Nintendo attaque en justice le gouvernement des États‑Unis pour des taxes jugées illégales
Après l’annulation de droits de douane controversés par la Supreme Court, le géant du jeu vidéo réclame le remboursement, avec intérêts, des tarifs qui ont renchéri ses accessoires et freiné la Switch 2.
Résumé
- Nintendo of America a officiellement intenté une action en justice contre le gouvernement des États‑Unis devant la US Court of International Trade, la Cour de commerce internationale américaine.

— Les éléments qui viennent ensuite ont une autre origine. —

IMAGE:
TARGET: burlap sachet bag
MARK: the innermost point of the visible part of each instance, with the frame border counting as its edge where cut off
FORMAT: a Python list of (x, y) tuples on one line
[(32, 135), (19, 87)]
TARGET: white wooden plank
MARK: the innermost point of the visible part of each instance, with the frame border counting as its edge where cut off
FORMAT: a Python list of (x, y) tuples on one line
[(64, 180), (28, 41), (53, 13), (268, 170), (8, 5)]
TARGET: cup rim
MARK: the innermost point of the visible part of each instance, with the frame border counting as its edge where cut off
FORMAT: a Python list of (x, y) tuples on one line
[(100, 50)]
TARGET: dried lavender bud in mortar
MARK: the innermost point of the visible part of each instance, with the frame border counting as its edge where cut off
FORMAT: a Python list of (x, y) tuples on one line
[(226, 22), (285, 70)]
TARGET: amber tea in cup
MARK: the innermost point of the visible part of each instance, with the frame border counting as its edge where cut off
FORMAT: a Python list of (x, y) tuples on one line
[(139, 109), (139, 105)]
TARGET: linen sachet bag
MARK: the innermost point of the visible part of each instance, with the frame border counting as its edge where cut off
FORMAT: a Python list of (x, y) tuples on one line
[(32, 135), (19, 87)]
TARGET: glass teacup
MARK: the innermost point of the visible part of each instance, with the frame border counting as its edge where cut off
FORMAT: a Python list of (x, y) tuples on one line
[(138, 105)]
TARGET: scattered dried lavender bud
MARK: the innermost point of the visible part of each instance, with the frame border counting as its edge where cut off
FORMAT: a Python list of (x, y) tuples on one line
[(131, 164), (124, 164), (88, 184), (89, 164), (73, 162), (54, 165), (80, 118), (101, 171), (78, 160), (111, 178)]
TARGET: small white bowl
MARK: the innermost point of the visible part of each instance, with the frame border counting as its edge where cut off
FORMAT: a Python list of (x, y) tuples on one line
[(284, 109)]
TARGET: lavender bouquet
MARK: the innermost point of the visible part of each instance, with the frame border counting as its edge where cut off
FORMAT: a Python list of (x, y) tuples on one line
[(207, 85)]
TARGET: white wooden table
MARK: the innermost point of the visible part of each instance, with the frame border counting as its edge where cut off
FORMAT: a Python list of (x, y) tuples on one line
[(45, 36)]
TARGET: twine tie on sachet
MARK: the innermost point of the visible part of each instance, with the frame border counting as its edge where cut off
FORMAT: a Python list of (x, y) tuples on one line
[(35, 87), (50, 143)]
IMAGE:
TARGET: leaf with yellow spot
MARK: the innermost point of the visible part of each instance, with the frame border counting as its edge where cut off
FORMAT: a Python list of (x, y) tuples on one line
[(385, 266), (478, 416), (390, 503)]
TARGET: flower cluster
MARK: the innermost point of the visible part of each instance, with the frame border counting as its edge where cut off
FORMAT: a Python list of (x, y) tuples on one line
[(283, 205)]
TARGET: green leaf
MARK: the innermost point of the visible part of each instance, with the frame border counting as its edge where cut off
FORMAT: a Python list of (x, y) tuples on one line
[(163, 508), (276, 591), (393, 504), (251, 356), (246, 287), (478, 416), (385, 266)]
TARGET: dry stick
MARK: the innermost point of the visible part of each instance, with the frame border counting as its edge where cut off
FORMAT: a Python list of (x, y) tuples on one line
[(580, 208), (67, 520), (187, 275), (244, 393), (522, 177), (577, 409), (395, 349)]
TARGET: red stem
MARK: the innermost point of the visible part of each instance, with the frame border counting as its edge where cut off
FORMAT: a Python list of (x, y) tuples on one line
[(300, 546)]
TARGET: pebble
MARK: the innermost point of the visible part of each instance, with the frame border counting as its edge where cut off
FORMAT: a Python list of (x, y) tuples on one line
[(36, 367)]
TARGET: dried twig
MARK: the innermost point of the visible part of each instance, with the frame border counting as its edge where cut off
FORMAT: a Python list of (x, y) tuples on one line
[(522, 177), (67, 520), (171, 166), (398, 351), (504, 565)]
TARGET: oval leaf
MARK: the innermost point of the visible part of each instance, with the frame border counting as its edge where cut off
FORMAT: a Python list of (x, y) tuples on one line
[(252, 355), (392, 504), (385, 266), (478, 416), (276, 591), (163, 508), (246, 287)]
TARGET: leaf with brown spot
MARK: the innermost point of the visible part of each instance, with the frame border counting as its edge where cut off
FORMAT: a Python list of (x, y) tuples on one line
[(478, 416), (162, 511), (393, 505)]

- Cette procédure judiciaire fait suite à une décision récente de la Supreme Court qui a annulé des droits de douane instaurés en vertu de l’International Emergency Economic Powers Act.
- L’entreprise exige un remboursement rapide des frais jugés illégaux, assorti des intérêts, après que ces mesures ont provoqué une hausse des prix des accessoires et retardé les précommandes de la Switch 2.
Nintendo engage officiellement une action en justice contre le gouvernement des États‑Unis, après l’impact financier des droits de douane sur l’ensemble de son écosystème hardware, et en particulier sur la Nintendo Switch 2. Dans le sillage d’un arrêt historique de la Supreme Court, qui a invalidé les mesures économiques mises en place par l’administration Trump, le géant du jeu vidéo passe à l’offensive pour récupérer son capital.
Selon Engadget, la plainte, déposée devant la US Court of International Trade, désigne explicitement les United States of America comme partie défenderesse. D’après les documents juridiques, Nintendo affirme avoir subi un préjudice majeur en raison de « l’exécution et de l’imposition illégales des Executive Orders non autorisées et du paiement correspondant des IEEPA Duties ». L’entreprise réclame le remboursement intégral et immédiat de tous les droits acquittés, ainsi que les intérêts courus et les frais d’avocat.
« Nous pouvons confirmer que nous avons déposé une requête », a indiqué Nintendo of America dans un communiqué. « Nous n’avons rien d’autre à communiquer sur ce sujet. »
Si Nintendo a finalement réussi à lancer la Switch 2 à la date de sortie initialement prévue, en conservant son prix d’appel de 449,99 USD, l’écosystème de produits autour de la console, lui, a encaissé le choc. L’incertitude initiale entourant les politiques de commerce international a poussé la marque à repousser les précommandes de hardware, tandis que le prix en magasin de plusieurs accessoires Switch 2 a été relevé pour compenser la pression financière. Après avoir d’abord attribué ces ajustements et retards opérationnels à des « conditions de marché en évolution », Nintendo délaisse désormais la langue de bois. La marque rejoint plus de 1 000 autres entreprises qui affrontent directement le gouvernement pour récupérer des factures de droits de douane colossales, lesquelles auraient dépassé le milliard de dollars par trimestre pour les grands acteurs de la tech.